When domestic borders start to become constrictive and customers come knocking from different corners of the world, shippers naturally start to think about what it would be like to become truly global in nature. Whether they are just shipping a few packages a year to customers in Europe and Asia, or actually setting up physical locations in target countries, a growing number of U.S. firms are thinking and acting globally.
“The U.S. is the largest economy in the world, yet 95% of global consumers are outside of their borders and they only command 25% of global purchasing power,” according to Export Abroad. “That means that any company who only sells domestically is leaving 75% of potential market size for their competition to grab.”
Companies are sitting up and paying attention to this reality. According to Deloitte’s 2017 report, America’s economic engine—Breaking the cycle, more than half of the companies surveyed expect to increase their revenues generated outside of the U.S., with 29 percent predicting revenue increases between 26 and 40 percent over the next 12 months.
Deloitte points to Canada, Western Europe, and Asia Pacific as the top three contributing markets. Additionally, nearly 60 percent of mid-market companies expect to have 11 percent or more of their workforce outside the U.S., compared to 42 percent currently. “As mid-market companies plan for overseas expansion and closing the skills gap, new policies and regulations around trade could have a significant impact on economic activities abroad,” Deloitte’s Roger Nanney told Business Facilities. “The good news is that companies in this segment are confident and looking for opportunities to improve their businesses in an ever-changing landscape.”
If your company is ready to grab new opportunities in the global market and increase its share of non-domestic business, here are four ways to start achieving those goals in 2017:
- Shore up your shipping & returns strategies right out of the gate.

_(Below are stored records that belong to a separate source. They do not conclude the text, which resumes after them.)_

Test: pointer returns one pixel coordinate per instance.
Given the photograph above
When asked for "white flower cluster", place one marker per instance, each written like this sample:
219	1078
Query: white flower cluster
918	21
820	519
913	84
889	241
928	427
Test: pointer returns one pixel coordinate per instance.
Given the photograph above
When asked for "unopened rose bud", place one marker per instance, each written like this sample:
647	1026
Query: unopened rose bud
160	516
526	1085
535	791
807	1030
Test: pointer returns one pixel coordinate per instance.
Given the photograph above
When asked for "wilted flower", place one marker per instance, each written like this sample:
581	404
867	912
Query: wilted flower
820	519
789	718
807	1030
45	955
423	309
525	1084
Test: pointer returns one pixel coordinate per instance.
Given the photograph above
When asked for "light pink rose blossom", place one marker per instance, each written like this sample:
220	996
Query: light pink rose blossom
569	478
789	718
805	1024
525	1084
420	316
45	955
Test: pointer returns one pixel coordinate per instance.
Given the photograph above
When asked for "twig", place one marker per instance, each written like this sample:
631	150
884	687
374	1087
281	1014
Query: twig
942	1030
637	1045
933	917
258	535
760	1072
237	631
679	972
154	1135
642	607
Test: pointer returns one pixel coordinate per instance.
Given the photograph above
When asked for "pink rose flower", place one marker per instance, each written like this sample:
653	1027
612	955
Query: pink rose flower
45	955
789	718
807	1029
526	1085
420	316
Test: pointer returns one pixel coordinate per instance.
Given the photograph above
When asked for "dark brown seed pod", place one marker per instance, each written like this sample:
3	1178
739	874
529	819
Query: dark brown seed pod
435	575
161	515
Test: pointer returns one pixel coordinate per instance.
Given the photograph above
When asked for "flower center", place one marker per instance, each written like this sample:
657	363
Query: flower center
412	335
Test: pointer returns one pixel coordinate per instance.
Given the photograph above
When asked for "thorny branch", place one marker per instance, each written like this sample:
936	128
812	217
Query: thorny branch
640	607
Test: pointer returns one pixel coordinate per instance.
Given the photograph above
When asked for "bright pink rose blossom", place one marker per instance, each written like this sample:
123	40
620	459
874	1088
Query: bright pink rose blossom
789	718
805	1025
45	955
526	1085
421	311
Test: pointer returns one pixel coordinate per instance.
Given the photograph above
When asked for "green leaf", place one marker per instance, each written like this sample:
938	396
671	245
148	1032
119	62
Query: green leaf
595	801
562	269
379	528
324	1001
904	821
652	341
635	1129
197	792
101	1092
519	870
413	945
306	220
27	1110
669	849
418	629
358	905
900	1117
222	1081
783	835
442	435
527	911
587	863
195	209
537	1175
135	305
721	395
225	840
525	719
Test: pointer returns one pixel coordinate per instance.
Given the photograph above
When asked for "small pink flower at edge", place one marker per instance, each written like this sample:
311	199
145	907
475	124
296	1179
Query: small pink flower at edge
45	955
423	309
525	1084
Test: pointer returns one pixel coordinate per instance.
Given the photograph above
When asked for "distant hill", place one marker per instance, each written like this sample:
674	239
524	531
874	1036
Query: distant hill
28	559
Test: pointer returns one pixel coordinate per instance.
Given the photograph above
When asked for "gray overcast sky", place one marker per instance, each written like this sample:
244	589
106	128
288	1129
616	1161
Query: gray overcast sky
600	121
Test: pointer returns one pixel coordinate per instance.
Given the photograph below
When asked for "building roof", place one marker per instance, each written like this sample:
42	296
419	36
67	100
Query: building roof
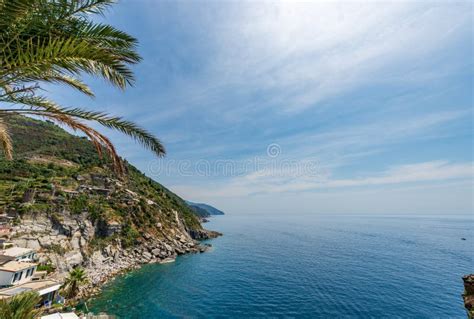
4	259
41	286
14	266
16	251
69	315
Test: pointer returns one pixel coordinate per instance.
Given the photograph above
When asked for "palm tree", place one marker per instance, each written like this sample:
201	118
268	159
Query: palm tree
76	278
21	306
57	42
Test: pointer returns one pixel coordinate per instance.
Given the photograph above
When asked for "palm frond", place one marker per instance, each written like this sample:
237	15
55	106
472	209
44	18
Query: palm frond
6	141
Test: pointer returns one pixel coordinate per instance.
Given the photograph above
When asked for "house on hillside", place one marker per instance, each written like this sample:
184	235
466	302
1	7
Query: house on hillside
13	272
47	289
18	274
20	253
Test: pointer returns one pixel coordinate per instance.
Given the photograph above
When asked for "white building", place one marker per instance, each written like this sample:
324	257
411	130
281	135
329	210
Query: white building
47	289
14	272
18	274
19	253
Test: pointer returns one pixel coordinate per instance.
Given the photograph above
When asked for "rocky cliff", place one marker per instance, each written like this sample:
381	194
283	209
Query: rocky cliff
469	295
66	202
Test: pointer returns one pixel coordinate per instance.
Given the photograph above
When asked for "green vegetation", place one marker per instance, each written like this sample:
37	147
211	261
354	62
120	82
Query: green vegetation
21	306
52	167
57	42
76	278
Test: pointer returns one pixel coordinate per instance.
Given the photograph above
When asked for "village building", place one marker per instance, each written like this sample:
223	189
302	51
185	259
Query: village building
13	272
19	253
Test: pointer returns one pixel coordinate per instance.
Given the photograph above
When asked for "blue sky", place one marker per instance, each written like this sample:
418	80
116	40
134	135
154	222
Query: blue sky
365	107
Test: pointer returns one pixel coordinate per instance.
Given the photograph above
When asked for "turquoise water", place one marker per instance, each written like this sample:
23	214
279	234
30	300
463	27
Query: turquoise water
308	267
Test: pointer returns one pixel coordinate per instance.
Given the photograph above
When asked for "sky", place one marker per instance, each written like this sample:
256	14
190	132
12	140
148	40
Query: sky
312	107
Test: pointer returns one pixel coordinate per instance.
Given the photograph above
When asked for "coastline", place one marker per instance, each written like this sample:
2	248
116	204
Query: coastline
133	259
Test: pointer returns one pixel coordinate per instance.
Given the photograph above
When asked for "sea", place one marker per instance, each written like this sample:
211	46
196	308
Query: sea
307	266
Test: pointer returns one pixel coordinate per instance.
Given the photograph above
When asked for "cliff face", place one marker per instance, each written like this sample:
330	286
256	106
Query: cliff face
469	294
67	203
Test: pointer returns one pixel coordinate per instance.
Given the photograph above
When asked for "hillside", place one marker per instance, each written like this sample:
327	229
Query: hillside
204	210
65	201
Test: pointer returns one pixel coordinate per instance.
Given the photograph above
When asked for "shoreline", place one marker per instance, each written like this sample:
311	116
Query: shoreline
135	258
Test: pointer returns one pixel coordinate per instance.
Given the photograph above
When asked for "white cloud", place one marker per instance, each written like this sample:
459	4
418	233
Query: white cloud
280	181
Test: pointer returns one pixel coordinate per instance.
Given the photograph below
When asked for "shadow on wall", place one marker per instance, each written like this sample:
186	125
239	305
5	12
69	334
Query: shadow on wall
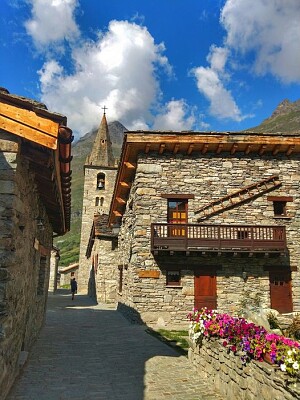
92	292
101	353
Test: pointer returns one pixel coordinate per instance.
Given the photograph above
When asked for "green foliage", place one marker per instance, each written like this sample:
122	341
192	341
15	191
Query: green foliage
293	331
273	321
175	338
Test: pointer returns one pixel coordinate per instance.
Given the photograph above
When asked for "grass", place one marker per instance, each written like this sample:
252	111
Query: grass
174	338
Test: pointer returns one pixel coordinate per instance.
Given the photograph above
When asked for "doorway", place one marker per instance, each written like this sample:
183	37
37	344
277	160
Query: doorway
281	291
205	289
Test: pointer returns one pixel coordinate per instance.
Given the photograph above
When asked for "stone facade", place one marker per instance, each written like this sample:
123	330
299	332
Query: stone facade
24	259
226	373
54	260
96	270
104	271
206	176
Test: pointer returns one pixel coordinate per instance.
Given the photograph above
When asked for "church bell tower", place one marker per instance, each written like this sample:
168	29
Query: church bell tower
100	172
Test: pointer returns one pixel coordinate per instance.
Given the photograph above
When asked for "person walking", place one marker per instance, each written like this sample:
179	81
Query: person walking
73	287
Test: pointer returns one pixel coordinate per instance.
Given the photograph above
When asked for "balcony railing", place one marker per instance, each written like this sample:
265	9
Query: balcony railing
196	237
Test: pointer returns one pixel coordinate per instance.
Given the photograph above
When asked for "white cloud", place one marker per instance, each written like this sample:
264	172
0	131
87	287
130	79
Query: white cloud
269	30
174	117
222	104
210	82
265	37
52	21
118	70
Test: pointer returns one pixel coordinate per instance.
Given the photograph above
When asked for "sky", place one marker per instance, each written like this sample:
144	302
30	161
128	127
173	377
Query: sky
202	65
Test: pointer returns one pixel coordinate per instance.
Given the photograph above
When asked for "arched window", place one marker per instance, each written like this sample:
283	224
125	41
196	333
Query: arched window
100	181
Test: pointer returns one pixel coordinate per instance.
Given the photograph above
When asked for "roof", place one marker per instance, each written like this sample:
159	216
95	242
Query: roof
188	143
46	145
102	154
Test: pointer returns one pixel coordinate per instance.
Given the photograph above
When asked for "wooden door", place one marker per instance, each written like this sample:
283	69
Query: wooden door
205	289
280	291
177	214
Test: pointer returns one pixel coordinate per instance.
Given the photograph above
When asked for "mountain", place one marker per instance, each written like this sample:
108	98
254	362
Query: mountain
285	119
69	243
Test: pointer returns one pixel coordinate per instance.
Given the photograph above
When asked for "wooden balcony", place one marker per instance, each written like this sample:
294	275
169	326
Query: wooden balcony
218	238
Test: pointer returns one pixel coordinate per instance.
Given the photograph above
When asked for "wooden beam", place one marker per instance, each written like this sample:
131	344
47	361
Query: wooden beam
129	165
276	150
120	200
125	184
29	118
290	150
28	133
248	148
117	213
190	148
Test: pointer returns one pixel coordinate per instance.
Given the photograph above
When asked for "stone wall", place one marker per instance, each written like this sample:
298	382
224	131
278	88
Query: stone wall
226	373
24	261
89	208
105	271
54	259
208	177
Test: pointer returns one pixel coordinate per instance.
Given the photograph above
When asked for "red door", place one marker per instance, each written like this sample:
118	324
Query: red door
280	291
205	289
177	214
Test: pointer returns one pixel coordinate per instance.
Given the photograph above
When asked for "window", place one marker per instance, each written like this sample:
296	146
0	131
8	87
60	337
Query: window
242	234
173	278
177	211
177	214
280	205
42	276
100	181
279	208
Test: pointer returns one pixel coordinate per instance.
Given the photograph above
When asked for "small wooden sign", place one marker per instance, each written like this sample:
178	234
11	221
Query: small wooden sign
149	274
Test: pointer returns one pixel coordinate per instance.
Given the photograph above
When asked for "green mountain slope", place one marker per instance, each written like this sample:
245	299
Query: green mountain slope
285	119
69	243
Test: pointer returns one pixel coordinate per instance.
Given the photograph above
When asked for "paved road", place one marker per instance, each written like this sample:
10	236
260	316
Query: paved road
88	352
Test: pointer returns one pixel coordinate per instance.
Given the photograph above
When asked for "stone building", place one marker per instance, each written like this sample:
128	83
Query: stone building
97	262
35	185
54	260
207	219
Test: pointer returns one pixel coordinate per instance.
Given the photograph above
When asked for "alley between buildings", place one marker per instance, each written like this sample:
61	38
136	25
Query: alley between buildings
87	351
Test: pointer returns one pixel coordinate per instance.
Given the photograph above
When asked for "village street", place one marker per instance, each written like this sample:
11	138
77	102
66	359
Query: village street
88	351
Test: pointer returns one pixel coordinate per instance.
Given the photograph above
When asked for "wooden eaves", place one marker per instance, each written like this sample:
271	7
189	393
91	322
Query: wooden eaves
46	145
188	143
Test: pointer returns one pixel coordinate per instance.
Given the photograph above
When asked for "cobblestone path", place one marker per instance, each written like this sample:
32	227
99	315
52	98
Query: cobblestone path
88	352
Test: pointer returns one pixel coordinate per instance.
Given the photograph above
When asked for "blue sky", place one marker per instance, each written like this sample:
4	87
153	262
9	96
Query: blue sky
221	65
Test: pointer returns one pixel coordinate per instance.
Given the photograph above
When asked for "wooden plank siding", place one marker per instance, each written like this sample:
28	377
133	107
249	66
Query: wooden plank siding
218	238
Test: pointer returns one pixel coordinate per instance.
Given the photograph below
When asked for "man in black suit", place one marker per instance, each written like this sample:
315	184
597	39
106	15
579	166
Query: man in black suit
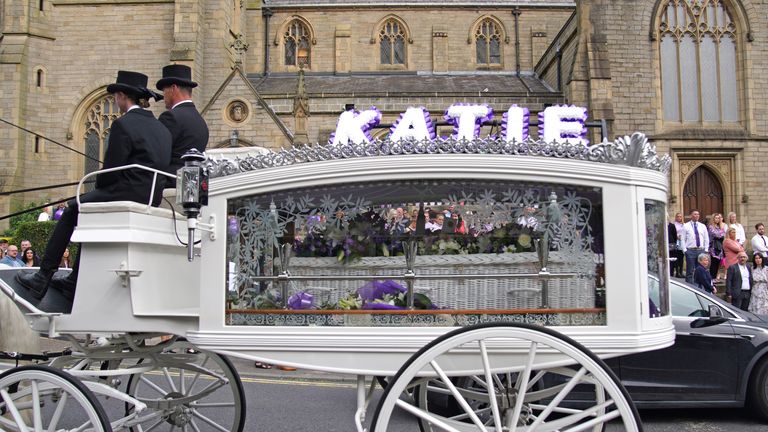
738	283
135	138
187	127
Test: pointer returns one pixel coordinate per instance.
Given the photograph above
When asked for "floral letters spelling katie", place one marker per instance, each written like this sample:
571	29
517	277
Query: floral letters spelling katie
558	123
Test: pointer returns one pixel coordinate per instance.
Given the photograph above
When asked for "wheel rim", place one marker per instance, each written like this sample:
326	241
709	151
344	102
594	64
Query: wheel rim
39	398
532	370
189	392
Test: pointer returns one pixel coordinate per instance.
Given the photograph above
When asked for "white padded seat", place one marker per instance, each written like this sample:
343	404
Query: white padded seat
128	206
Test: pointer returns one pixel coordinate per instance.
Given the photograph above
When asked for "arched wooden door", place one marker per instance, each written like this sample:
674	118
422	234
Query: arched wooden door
703	192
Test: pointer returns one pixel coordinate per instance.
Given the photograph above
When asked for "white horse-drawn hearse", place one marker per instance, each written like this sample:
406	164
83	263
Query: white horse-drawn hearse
485	276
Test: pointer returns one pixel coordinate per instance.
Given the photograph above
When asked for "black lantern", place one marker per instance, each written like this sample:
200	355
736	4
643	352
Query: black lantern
192	192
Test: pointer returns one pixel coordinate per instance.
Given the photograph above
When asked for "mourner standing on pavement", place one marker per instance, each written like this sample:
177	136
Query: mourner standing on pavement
738	283
187	127
760	241
134	138
695	240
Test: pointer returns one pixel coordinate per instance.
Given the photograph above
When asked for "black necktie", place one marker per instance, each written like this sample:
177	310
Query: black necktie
696	233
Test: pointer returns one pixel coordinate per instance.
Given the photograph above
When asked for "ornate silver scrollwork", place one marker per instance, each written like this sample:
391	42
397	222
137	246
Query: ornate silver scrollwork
633	150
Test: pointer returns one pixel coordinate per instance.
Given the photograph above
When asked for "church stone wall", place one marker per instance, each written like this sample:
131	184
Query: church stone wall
734	154
536	28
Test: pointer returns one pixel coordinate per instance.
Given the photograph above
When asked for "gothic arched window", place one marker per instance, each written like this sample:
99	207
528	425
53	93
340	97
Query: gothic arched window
98	120
488	43
392	43
297	44
698	62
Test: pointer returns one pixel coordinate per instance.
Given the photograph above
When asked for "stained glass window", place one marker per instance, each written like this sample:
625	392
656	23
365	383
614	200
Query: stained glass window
297	44
488	43
392	43
698	62
98	121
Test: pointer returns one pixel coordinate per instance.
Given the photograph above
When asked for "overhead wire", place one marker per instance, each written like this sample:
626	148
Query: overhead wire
42	206
49	139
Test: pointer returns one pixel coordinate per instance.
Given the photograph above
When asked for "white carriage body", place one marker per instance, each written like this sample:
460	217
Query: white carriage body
135	276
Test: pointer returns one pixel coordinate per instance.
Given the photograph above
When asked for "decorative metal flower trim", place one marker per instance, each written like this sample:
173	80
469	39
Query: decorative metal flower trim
635	151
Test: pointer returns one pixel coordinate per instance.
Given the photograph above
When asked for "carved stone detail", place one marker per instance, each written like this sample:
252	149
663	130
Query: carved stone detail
634	151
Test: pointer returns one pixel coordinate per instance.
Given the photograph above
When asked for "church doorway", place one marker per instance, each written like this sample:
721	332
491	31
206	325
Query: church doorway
704	192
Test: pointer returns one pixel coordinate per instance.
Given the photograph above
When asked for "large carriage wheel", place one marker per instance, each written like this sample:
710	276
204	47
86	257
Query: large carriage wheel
190	390
40	398
538	381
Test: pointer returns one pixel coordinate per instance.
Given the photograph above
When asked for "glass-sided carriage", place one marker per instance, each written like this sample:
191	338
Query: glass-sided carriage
547	257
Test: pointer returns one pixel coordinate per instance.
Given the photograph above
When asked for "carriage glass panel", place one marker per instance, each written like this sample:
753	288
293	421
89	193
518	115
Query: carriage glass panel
440	252
658	260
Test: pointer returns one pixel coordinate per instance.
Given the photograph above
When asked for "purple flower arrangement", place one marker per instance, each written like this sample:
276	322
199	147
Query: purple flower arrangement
374	295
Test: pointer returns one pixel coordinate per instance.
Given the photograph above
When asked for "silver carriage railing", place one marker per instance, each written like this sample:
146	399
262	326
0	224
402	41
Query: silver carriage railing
284	278
121	168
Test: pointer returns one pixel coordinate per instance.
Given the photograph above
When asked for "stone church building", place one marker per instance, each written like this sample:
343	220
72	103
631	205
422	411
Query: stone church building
273	73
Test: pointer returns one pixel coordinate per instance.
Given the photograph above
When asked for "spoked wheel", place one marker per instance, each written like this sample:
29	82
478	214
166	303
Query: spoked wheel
504	377
40	398
190	390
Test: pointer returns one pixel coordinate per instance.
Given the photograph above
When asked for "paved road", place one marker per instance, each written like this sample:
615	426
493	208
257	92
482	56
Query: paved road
277	402
315	401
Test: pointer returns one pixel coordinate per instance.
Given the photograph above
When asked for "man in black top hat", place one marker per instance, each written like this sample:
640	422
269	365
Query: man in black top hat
186	125
134	138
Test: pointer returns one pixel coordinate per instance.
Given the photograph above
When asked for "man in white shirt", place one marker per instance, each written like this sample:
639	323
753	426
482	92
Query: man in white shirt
760	241
695	240
738	283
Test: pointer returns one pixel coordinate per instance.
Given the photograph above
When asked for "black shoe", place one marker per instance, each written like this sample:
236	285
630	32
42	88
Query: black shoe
66	286
36	283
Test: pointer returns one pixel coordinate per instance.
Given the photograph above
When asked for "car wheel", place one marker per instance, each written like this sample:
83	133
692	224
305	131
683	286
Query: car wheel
758	389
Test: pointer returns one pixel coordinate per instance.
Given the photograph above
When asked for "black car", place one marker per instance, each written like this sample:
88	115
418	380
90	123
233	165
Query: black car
719	358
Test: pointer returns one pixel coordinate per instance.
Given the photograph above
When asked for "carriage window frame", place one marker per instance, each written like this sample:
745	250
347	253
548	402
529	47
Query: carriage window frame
699	63
503	221
657	252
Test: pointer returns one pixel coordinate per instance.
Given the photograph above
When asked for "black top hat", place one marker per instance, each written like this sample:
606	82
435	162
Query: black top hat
176	74
129	82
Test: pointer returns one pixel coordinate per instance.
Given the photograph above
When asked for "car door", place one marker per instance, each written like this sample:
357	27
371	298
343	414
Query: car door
702	364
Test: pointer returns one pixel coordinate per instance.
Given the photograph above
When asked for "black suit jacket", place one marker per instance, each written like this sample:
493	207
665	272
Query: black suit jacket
703	279
135	138
188	130
733	280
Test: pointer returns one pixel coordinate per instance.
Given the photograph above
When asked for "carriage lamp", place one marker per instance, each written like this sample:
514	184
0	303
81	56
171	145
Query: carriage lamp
192	193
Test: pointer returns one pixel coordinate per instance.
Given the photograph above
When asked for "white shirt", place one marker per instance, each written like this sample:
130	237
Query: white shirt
760	244
689	236
179	103
741	236
744	277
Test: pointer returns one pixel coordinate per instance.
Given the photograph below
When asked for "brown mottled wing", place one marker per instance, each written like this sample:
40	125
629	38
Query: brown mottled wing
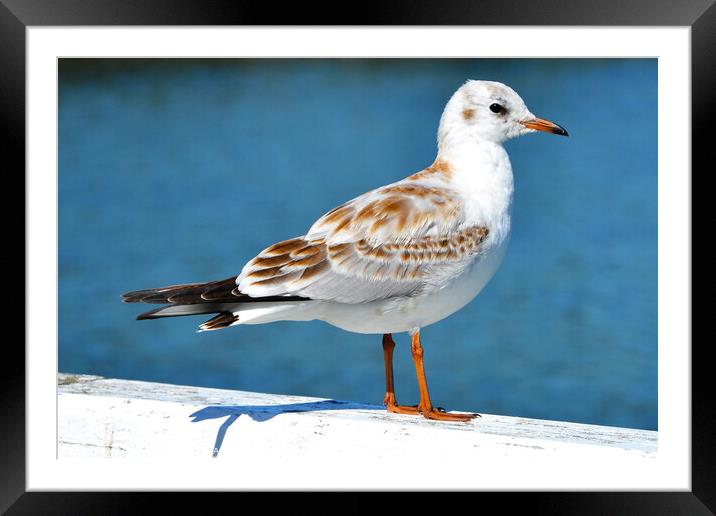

Selling your products to international customers is one thing, but you have to have a solid plan in place for how you’re going to get them their purchases. “Choosing the right shipping method is crucial, as well as offering multiple shipping options tailored to customers’ delivery speed and cost preferences,” writes Amine Khechfe in 5 Ways to Get Your Small Business Booming in New Global Markets. “U.S. customers have heightened delivery expectations, which means international customers [do] too.” Citing a recent comScore study—which surveyed 5,000 U.S. consumers—75 percent of shoppers rate shipping costs as being the most important buying factor, exhibited by 56 percent of shoppers reporting they’ve abandoned a cart due to high shipping costs. Additionally, consumer perception of what constitutes fast delivery has accelerated. A recent Deloitte holiday study, which surveyed more than 4,000 U.S. consumers, reported that 9 out of 10 shoppers only consider same-day, next-day, and two-day delivery to be fast. “Also, don’t forget about the customers’ return process,” Khechfe writes. “Returns play a major role in sales conversions.”
- Don’t assume a U.S. success will repeat itself overseas. Just because something sells well in the U.S. doesn’t mean that success will necessarily translate into success overseas. The good news is most American products and services are embraced overseas. But if many of your potential consumers are lactose-intolerant, you’d want to steer clear of opening an eatery that sells only cheese pizza, Georgia State University’s Wesley Johnson tells Enrepreneur. Do your homework with market research, focus groups, and other marketing strategies before loading up that container and sending it overseas, hoping it will sell. And if you’re the first one to introduce a new and exciting concept, Johnston adds, “the product then becomes synonymous with your company name or chain.”
- Utilize technology to your advantage. In business, a key success factor is knowing how to harness innovation and technology to build brands and reach new markets, therefore gaining maximum coverage and exposure in these markets. Tools like marketing automation platforms, content management systems, translation management systems, web content management, and digital asset libraries are all technologies that shippers should embrace and implement. “A good understanding of all platforms and apps that consumers use to access information and content is also crucial,” writes Welocalize’s Louise Law. “Having the right technological process in place for global marketing and localization is as important as the content itself. Marketers need to become savvier about technology, data, and analytics to drive global campaigns and also measure marketing success and ROI.”
- Make good use of U.S. and international government resources. The United States Commercial Service (part of the U.S. Department of Commerce) has officials placed in embassies and consulates around the world to help companies with overseas trade. According to QuickBooks, officers can help you by providing you with insight on issues related to exporting, including regulations, manufacturing standards, shipping, customs information, and hiring. These specialists can also connect small-business owners with potential foreign partners. “Further, countries around the world have trade investment promotion agencies that can help you navigate local in-country business issues and can be a great source of information,” QuickBooks points out in Growing Beyond Borders: 6 Tips for Expanding Your Business’s Global Footprint, “alongside U.S. government resources for American companies.”